Доктор опустился на колени около носилок: он хотел попробовать раздеть раненого и посмотреть, что у него повреждено. В углу закопченной лачуги Элуа Карон вел шумный спор с женой: они говорили на своем непонятном наречии, таком гнусавом, как будто у них сильный насморк.
- Можно было бы отправить его в госпиталь... Но отсюда до Абвиля два с половиной лье... везти его на телеге-просто безумие...
Это, конечно, говорил доктор. Раненый чувствовал, как этот голос словно блуждал по нему, пока пальцы доктора ощупывали его тело. А потом опять заговорил гренадер:
- Уж очень было бы печально умереть здесь.
- А вы не думаете, молодой человек, - заметил доктор, - что еще печальнее жить здесь?
И вновь поднялась боль, бешено зазвенел в ушах колокольчик, закружилась голова, от плотного покрова, упавшего на глаза, становилось все темнее, темнее... Что это? Все, кажется, умолкли? Слышна только боль, только биение боли.
Серая пелена... Где же это я видел, как на все, решительно на все упала серая пелена? Октябрьским утром. В конце октября. На плацу Гренель. У Стены Откупщиков. Но тогда это не со мной случилось. А с ними. У подножия деревьев. Мы конвоировали их на лошадях. Среди них был тот заморыш. Париж остался позади.

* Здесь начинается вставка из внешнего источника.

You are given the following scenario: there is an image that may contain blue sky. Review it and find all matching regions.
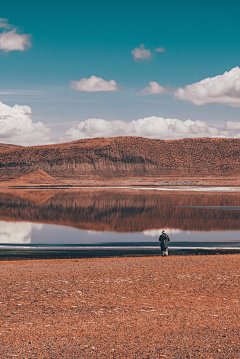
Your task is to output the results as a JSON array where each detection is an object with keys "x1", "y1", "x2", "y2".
[{"x1": 0, "y1": 0, "x2": 240, "y2": 144}]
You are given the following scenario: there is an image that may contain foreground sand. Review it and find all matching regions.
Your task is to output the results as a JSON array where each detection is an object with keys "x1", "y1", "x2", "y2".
[{"x1": 0, "y1": 255, "x2": 240, "y2": 359}]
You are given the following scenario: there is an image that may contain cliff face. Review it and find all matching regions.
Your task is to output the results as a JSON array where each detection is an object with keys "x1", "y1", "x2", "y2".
[
  {"x1": 0, "y1": 189, "x2": 240, "y2": 232},
  {"x1": 0, "y1": 137, "x2": 240, "y2": 180}
]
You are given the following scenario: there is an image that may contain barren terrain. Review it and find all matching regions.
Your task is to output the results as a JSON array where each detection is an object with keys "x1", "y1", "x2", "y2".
[
  {"x1": 0, "y1": 255, "x2": 240, "y2": 359},
  {"x1": 0, "y1": 137, "x2": 240, "y2": 186}
]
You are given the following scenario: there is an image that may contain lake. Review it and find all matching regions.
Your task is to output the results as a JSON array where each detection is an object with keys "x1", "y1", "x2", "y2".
[{"x1": 0, "y1": 187, "x2": 240, "y2": 251}]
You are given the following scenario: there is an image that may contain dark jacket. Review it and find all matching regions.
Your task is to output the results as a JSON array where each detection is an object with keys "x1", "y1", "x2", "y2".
[{"x1": 159, "y1": 233, "x2": 170, "y2": 251}]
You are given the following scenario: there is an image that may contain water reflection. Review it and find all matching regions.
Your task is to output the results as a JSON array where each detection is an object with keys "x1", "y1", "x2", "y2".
[
  {"x1": 0, "y1": 221, "x2": 43, "y2": 244},
  {"x1": 0, "y1": 189, "x2": 240, "y2": 235}
]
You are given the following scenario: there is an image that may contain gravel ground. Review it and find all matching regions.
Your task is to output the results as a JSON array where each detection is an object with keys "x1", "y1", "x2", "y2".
[{"x1": 0, "y1": 255, "x2": 240, "y2": 359}]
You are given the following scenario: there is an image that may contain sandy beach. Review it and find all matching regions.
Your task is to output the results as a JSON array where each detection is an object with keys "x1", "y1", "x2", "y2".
[{"x1": 0, "y1": 254, "x2": 240, "y2": 359}]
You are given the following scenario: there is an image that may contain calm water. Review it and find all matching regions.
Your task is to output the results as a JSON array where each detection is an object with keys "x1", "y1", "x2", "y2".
[{"x1": 0, "y1": 189, "x2": 240, "y2": 248}]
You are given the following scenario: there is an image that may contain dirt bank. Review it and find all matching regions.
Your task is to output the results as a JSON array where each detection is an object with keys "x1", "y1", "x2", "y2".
[{"x1": 0, "y1": 255, "x2": 240, "y2": 359}]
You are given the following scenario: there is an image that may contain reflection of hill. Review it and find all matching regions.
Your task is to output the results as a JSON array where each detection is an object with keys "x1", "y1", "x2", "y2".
[
  {"x1": 0, "y1": 137, "x2": 240, "y2": 185},
  {"x1": 0, "y1": 189, "x2": 240, "y2": 232}
]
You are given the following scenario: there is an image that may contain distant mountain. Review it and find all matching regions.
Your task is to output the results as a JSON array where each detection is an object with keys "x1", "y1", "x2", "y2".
[
  {"x1": 0, "y1": 137, "x2": 240, "y2": 185},
  {"x1": 0, "y1": 143, "x2": 21, "y2": 148}
]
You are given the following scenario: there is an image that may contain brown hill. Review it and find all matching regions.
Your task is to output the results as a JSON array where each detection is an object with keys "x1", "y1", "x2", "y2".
[
  {"x1": 0, "y1": 143, "x2": 21, "y2": 148},
  {"x1": 0, "y1": 137, "x2": 240, "y2": 185},
  {"x1": 0, "y1": 170, "x2": 60, "y2": 187}
]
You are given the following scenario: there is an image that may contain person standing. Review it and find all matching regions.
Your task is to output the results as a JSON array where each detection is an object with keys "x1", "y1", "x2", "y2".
[{"x1": 159, "y1": 230, "x2": 170, "y2": 257}]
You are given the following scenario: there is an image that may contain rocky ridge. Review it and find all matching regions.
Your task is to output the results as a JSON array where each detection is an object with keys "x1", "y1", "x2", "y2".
[{"x1": 0, "y1": 137, "x2": 240, "y2": 184}]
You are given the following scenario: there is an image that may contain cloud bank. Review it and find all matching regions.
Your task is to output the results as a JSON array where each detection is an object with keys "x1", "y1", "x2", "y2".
[
  {"x1": 136, "y1": 81, "x2": 168, "y2": 94},
  {"x1": 70, "y1": 75, "x2": 119, "y2": 92},
  {"x1": 131, "y1": 45, "x2": 152, "y2": 60},
  {"x1": 0, "y1": 102, "x2": 51, "y2": 146},
  {"x1": 61, "y1": 116, "x2": 240, "y2": 142},
  {"x1": 0, "y1": 18, "x2": 31, "y2": 52},
  {"x1": 155, "y1": 47, "x2": 165, "y2": 52},
  {"x1": 175, "y1": 66, "x2": 240, "y2": 107}
]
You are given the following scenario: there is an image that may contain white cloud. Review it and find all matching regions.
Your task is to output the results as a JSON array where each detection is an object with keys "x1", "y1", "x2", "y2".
[
  {"x1": 0, "y1": 102, "x2": 51, "y2": 146},
  {"x1": 0, "y1": 221, "x2": 43, "y2": 244},
  {"x1": 131, "y1": 45, "x2": 152, "y2": 60},
  {"x1": 0, "y1": 29, "x2": 31, "y2": 52},
  {"x1": 175, "y1": 66, "x2": 240, "y2": 107},
  {"x1": 61, "y1": 116, "x2": 240, "y2": 142},
  {"x1": 70, "y1": 76, "x2": 119, "y2": 92},
  {"x1": 137, "y1": 81, "x2": 168, "y2": 94},
  {"x1": 0, "y1": 17, "x2": 11, "y2": 29},
  {"x1": 155, "y1": 47, "x2": 165, "y2": 52}
]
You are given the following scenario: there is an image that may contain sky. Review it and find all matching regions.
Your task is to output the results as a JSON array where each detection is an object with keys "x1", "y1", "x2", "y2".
[{"x1": 0, "y1": 0, "x2": 240, "y2": 145}]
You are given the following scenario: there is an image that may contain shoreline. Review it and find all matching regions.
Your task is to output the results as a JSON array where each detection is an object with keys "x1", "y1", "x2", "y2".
[
  {"x1": 0, "y1": 185, "x2": 240, "y2": 192},
  {"x1": 0, "y1": 255, "x2": 240, "y2": 358},
  {"x1": 0, "y1": 247, "x2": 240, "y2": 262}
]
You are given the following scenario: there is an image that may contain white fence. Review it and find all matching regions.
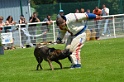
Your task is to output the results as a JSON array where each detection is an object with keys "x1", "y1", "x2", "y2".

На некотором расстоянии шли люди-какие-то зеваки, а может быть, друзья приговоренных. Мале крикнул им: "Помните день двадцать третьего октября!" Я был знаком с Лагори. Встречал его у госпожи Гюго. Он повернул голову в мою сторону. Узнал он меня? Даже если и заметил, то ведь ему было не до того: столько нужно передумать в короткие минуты перед смертью-он, наверно, и не узнал меня. Кто я? Какой-то молодой человек, которого он встретил в прошлом году у своей любовницы... Выстроили взвод. К счастью, из одних пехотинцев. Нас не назначили. Мы стояли в охране. На конях. А этих людей казнили. Одни встретили смерть так, другие-иначе. Большинство стремилось что-то сказать. При известных благоприятных обстоятельствах слова их остались бы в Истории. Что ж, хоть так пережить самих себя. Остальные опустили голову, один плакал. Но все сами скомандовали: "Пли!" От залпов моя лошадь шарахнулась. Удивительно, как животные боятся выстрелов.